¿Qué está pasando con las oficinas en Montevideo?
El mercado no cae, pero se vuelve mucho más selectivo y desigual según la zona.
El mercado de oficinas en Montevideo está atravesando una transformación más profunda de lo que parece a simple vista. Lejos de una caída generalizada, lo que se observa es una fuerte reconfiguración interna, donde la demanda no desaparece, pero se concentra en determinados tipos de espacios.

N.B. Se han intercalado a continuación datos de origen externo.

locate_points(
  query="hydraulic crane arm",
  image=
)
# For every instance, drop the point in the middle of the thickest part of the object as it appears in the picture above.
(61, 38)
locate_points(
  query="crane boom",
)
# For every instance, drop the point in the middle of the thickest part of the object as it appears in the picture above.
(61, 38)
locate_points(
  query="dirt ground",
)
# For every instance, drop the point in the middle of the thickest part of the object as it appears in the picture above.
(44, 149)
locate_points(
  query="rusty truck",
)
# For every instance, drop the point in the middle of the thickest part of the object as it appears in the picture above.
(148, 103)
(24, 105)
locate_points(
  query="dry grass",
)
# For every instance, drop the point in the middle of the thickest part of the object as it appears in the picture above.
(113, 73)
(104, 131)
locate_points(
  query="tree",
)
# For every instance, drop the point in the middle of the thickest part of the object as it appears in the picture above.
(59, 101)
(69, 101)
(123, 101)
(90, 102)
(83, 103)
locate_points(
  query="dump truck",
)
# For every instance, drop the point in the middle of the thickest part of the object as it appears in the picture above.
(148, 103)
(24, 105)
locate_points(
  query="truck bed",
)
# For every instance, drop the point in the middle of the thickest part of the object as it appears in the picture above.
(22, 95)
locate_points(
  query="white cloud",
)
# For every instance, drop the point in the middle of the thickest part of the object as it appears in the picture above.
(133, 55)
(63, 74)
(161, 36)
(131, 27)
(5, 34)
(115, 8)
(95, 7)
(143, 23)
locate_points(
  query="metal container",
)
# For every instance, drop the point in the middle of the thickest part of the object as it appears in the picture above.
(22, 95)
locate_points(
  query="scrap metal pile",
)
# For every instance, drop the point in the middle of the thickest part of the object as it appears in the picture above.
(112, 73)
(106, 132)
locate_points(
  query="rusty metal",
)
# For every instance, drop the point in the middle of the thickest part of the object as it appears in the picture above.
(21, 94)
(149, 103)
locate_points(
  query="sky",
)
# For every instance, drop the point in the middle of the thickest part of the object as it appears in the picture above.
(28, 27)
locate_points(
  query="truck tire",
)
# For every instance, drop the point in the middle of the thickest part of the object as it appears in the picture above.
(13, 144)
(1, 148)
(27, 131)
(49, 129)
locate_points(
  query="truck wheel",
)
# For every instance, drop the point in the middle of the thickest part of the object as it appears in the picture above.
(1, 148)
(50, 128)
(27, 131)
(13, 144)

Hoy, el stock total supera los 330.000 m², pero ese número esconde una realidad muy desigual. En zonas tradicionales como el centro, la vacancia puede superar el 15%, reflejando una pérdida de atractivo frente a nuevas preferencias corporativas. En cambio, en áreas más modernas y mejor posicionadas como Punta Carretas y Pocitos Nuevo, la disponibilidad es prácticamente nula, lo que genera presión sobre los precios y una alta competencia por los espacios disponibles.
Este contraste marca un cambio estructural en la lógica del mercado. Las empresas no dejaron de demandar oficinas, pero sí redefinieron qué buscan. Hoy priorizan edificios modernos, plantas más eficientes, buena conectividad, cercanía a servicios y entornos urbanos que aporten valor tanto operativo como para la experiencia de los empleados.
El avance del trabajo híbrido es clave en este proceso. No eliminó la necesidad de oficinas, pero sí redujo el margen para espacios poco competitivos. Las compañías tienden a concentrar su presencia en menos metros, pero de mayor calidad, lo que deja fuera de juego a buena parte del stock más antiguo.
Además, este fenómeno genera una segmentación cada vez más marcada: por un lado, edificios premium con alta ocupación y presión de demanda; por otro, oficinas más tradicionales que pierden relevancia y necesitan reconversión para volver a ser competitivas.
👉 Lectura clave: el mercado corporativo no se achica, se redefine. La demanda no desaparece, pero se vuelve mucho más exigente y se concentra en los mejores productos y ubicaciones.